José Ignacio García Hamilton, un católico devoto, no tuvo reparos en atribuirle a las enseñanzas de la Iglesia Católica -si bien conjuntamente con las de la Corona española- los males principales que condicionan a las sociedades de la América Latina, en relación con la preocupación sobre el éxito económico y los valores democráticos. En este tema, por ejemplo, el derecho a la interpretación personal de la Biblia, descartando la interposición excluyente de los sacerdotes, ha sido fundamental en la creación de una sociedad menos jerarquizada.
Es posible que las creencias religiosas con el tiempo pasen a ser menos notorias, pero la conducta que ellas han originado permanece como hábitos, como ha señalado, por ejemplo, Daniel Bell, especialmente en su Contradicciones culturales del capitalismo.
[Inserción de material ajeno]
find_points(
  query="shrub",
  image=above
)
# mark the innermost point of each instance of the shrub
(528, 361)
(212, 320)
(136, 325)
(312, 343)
No siempre esta diferente concepción ha sido vista como negativa para las sociedades católicas. Posiblemente, la obra más paradigmática de esta contraposición entre ambas culturas -la hispana católica y la anglosajona- sea un libro, de principios del siglo XX, entusiastamente recibido y de gran éxito en el Río de la Plata: el Ariel, del uruguayo José Enrique Rodó. Allí se ensalza el desinterés católico por la vida material contra el interés económico y esa tesis aparece como una muestra temprana de un antiamericanismo, solo que esta vez no proviene de la izquierda, sino de los sectores hispanos y católicos.
El autor es Director del InterAmerican Institute for democracy.